Quantitative cytochemical analysis of glucose-6-phosphate dehydrogenase activity in living isolated hepatocytes of European flounder for rapid analysis of xenobiotic effects.

There is a great need for rapid but reliable assays to determine quantitatively effects of xenobiotics on biological systems in environmental research. Hepatocytes of European flounder are sensitive to low-dose toxic stress. Glucose-6-phosphate dehydrogenase (G6PDH) is the major source of NADPH in cells and is therefore of major importance for NADPH-dependent xenobiotic biotransformation and defense against toxic injury. These facts prompted us to develop a sensitive cytochemical method to detect G6PDH activity in living isolated flounder hepatocytes using the tetrazolium salt method.
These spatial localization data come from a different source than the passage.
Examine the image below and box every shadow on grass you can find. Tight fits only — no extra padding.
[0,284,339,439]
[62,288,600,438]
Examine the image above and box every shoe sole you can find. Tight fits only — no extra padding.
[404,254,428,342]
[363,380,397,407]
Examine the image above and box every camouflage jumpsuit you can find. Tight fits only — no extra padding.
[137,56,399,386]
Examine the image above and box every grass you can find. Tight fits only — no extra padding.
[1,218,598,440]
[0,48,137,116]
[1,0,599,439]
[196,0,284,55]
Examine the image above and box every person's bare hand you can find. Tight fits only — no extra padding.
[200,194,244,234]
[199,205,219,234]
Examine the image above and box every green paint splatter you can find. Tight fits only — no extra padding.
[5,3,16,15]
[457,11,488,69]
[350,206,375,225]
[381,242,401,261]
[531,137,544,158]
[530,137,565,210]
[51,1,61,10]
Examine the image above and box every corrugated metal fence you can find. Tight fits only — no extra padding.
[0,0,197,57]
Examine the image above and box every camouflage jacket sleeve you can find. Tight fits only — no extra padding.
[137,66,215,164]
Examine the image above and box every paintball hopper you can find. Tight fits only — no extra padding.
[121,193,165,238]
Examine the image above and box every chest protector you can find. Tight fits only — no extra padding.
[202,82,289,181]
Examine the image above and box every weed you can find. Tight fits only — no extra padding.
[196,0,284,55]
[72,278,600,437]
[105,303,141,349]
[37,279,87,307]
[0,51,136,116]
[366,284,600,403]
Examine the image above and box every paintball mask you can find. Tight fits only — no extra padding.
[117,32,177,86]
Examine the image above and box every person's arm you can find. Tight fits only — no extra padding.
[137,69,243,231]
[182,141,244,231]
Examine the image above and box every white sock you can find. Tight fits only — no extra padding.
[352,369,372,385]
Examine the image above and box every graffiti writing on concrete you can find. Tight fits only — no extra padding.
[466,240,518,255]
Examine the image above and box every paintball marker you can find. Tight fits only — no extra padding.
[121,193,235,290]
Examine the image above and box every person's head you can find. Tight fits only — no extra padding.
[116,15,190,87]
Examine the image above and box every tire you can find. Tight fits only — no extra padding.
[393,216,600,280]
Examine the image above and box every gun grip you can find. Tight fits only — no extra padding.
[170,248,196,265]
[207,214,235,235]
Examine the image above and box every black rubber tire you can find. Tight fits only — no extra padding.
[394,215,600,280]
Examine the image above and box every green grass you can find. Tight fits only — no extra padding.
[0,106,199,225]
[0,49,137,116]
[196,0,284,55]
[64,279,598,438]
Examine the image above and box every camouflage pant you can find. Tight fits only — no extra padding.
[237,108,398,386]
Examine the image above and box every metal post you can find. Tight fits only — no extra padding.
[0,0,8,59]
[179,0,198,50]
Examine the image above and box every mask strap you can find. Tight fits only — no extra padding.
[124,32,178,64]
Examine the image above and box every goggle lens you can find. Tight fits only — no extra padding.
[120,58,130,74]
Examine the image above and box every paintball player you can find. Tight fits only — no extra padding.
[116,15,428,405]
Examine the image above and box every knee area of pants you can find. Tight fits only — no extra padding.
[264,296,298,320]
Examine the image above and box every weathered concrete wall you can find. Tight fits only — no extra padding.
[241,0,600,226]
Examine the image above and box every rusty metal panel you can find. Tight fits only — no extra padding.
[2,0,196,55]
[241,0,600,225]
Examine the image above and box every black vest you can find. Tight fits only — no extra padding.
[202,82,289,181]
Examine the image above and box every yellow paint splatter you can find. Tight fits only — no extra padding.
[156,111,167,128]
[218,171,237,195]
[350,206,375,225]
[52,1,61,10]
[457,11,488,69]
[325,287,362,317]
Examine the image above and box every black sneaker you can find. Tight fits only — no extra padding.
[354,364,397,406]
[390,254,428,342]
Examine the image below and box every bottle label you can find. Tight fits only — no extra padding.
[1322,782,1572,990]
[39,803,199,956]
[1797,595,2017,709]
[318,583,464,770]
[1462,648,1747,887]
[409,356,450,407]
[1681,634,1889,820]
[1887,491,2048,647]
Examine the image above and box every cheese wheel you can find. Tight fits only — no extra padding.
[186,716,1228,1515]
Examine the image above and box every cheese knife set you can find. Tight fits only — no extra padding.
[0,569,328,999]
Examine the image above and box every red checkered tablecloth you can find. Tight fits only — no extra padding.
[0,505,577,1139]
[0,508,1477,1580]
The intact plasma membrane did not appear to be a barrier for substrate, co-enzyme, and dye molecules because the intracellular enzyme reaction started immediately when incubation medium was added and could be monitored in real time per individual cell using image analysis. The reaction was effectively stopped for end point measurements by using 4% formaldehyde in 0.1 M phosphate buffer (pH 5.3). The final reaction product, formazan, was stable in hepatocytes for at least 12 days at 4C. This is the first time that a chromogenic histochemical assay is applied to living cells. This approach provides an easy tool for large-scale screening of xenobiotic metabolism and cellular stress defense.